Зашел мой десятилетний натурщик Хуан, он позвал меня поиграть с ним на берегу в футбол. Желая подольститься, он схватил кисть и продирижировал ею конец кантаты, делая при этом такие грациозные, ангельские жесты, прекрасней которых я никогда в жизни не видел. Я спустился с Хуаном на берег. День шел к концу. Гал'a, слегка задумчивая, но такая загорелая, красивая и восхитительно растрепанная, какой я никогда ее не видел, нашла светлячка, сверкающего совсем как моя утренняя чешуйка.
Эта находка напомнила мне о моем первом литературном опыте, мне было тогда семь лет, и вот что я написал. «Однажды июньской ночью мальчик гулял со своей мамой. Шел дождь из падающих звезд. Мальчик подобрал одну звезду и на ладони принес ее домой. Там он положил ее к себе на ночной столик и прикрыл перевернутым стаканом, чтоб она не улетела. Но, проснувшись утром, он вскрикнул от ужаса: за ночь червяк съел его звезду!»
Эта сказка так потрясла моего отца — да будет ему царствие небесное! — что с тех пор он любил повторять, будто она намного лучше «Счастливого принца» Оскара Уайльда.
Сегодня вечером я засну, наслаждаясь полнейшей далианской взаимосвязанностью явлений — под огромным небом моего Вознесения, которое я написал под сверкающей чешуйкой моей протухшей рыбки… и болячки.
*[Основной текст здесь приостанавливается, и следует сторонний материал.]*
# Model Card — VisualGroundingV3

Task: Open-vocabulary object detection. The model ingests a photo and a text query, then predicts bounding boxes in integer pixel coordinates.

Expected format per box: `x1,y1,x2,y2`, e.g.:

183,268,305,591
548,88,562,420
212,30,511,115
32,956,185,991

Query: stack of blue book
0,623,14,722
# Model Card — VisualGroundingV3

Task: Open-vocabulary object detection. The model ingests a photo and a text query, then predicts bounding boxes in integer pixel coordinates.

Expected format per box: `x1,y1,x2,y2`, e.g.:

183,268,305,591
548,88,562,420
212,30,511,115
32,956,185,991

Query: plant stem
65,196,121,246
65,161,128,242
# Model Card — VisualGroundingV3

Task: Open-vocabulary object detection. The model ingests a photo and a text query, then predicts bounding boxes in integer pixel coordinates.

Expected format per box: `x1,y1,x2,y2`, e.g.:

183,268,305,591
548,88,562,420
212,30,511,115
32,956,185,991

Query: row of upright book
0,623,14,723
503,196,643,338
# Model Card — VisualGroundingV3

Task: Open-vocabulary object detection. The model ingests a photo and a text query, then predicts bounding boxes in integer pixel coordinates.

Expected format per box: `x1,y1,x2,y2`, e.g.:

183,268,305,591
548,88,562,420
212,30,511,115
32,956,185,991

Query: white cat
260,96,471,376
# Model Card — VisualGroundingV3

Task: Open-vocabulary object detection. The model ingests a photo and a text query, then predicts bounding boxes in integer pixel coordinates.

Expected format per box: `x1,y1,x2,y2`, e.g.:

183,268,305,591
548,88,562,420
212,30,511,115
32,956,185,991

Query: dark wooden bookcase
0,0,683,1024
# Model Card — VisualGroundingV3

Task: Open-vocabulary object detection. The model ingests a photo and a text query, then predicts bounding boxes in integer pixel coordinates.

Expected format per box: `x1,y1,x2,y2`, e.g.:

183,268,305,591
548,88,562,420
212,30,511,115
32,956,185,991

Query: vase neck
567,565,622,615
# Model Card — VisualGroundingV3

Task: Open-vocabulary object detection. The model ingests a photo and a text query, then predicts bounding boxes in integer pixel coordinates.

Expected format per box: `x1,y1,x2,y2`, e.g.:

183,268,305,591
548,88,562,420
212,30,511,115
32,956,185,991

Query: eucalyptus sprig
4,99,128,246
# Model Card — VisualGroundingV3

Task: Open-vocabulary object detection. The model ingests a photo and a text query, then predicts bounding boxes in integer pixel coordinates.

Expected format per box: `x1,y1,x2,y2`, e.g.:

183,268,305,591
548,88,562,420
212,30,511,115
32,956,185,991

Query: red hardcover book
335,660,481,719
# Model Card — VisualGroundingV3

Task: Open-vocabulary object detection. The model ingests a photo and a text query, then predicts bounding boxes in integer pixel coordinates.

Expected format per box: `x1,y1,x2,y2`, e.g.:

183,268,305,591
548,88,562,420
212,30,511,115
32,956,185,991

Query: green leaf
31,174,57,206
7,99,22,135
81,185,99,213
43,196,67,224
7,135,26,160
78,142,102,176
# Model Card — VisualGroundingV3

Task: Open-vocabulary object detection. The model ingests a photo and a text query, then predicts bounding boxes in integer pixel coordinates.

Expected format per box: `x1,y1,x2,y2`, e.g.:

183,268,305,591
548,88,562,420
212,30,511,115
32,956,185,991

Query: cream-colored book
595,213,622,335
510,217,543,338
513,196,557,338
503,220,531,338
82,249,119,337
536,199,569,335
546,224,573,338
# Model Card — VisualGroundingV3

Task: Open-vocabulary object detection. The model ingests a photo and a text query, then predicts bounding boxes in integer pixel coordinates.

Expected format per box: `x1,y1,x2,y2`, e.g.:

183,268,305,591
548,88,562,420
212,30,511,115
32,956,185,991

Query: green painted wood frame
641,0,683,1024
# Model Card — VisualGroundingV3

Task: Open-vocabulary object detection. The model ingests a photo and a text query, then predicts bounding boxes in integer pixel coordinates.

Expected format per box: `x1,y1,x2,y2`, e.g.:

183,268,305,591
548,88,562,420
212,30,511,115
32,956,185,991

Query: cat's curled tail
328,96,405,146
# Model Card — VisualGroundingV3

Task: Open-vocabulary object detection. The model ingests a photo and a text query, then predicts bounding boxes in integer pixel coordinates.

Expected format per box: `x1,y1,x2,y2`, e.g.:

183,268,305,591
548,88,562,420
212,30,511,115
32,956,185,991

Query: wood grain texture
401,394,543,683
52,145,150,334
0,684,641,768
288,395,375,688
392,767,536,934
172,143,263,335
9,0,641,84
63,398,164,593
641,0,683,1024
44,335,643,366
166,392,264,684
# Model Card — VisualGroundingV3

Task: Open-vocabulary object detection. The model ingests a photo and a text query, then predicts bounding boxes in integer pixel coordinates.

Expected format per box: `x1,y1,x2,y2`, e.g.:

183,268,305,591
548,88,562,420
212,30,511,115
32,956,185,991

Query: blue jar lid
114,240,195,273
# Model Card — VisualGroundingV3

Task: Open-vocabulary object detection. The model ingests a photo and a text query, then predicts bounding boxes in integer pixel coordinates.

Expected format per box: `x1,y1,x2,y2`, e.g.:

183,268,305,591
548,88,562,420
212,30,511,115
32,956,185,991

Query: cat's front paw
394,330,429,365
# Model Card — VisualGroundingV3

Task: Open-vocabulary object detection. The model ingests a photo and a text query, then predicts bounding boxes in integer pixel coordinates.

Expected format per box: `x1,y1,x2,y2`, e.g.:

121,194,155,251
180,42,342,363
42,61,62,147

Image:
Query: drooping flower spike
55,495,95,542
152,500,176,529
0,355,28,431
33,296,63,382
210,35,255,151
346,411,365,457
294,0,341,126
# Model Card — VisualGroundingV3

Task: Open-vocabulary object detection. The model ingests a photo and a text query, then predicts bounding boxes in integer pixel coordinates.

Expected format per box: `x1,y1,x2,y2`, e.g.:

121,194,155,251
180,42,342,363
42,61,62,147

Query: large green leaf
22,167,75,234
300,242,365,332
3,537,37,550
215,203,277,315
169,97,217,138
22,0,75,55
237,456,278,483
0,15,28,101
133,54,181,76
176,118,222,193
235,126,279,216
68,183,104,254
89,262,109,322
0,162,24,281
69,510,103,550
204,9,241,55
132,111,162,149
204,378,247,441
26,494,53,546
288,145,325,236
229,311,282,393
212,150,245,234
Должен заметить, что все это совпало по времени с велогонкой «Тур де Франс», все перипетии которой я слушаю по радио в пересказе Жоржа Брикэ. Бобэ, как лидер гонки он в желтой майке, вывихнул колено, стоит жуткая жара. Как бы мне хотелось, чтобы вся Франция взгромоздилась на велосипеды, чтобы весь мир, заливаясь потом, крутил педали, чтобы все, как свихнувшиеся импотенты, карабкались по неприступным косогорам — в то время как божественный Дали, укрывшись в сибаритской тиши Порт-Льигата, будет живописать на холсте самые восхитительные ужасы. Конечно же, велогонка «Тур де Франс» доставляла мне такое непрерывное удовольствие, что слюна прямо-таки текла ручьями: пусть и незаметными, но все же достаточно клейкими, чтобы в уголке губ у меня постоянно воспалялась и запекалась эта кретинская, христианская, клеймящая болячка моего духовного наслаждения!
Пробудившись в шесть утра, я первым делом нащупываю кончиком языка свою болячку. За ночь, которая была исключительно знойной и сладострастной, она успела слегка подсохнуть. Странно, впрочем, что она успела так быстро подсохнуть и, когда я трогаю ее языком, дает ощущение затвердевшей, вот-вот готовой отскочить корки. «Похоже, нам предстоит слегка поразвлечься», — говорю я себе. Не сковыривать же ее сразу, это ведь все равно что безрассудно испортить себе целый день, исполненный тяжкого, кропотливого труда, добровольно лишаясь удовольствия время от времени поиграть со своей подсохшей болячкой. Впрочем, в тот день мне не суждено было соскучиться, ибо мне пришлось пережить одно из самых волнующих событий своей жизни — я превратился в РЫБУ! Об этом стоит рассказать поподробней.
16
Дали и сам еще не понял почему, но каждый год в это время он посылает Пикассо открытку с напоминанием об этой поговорке.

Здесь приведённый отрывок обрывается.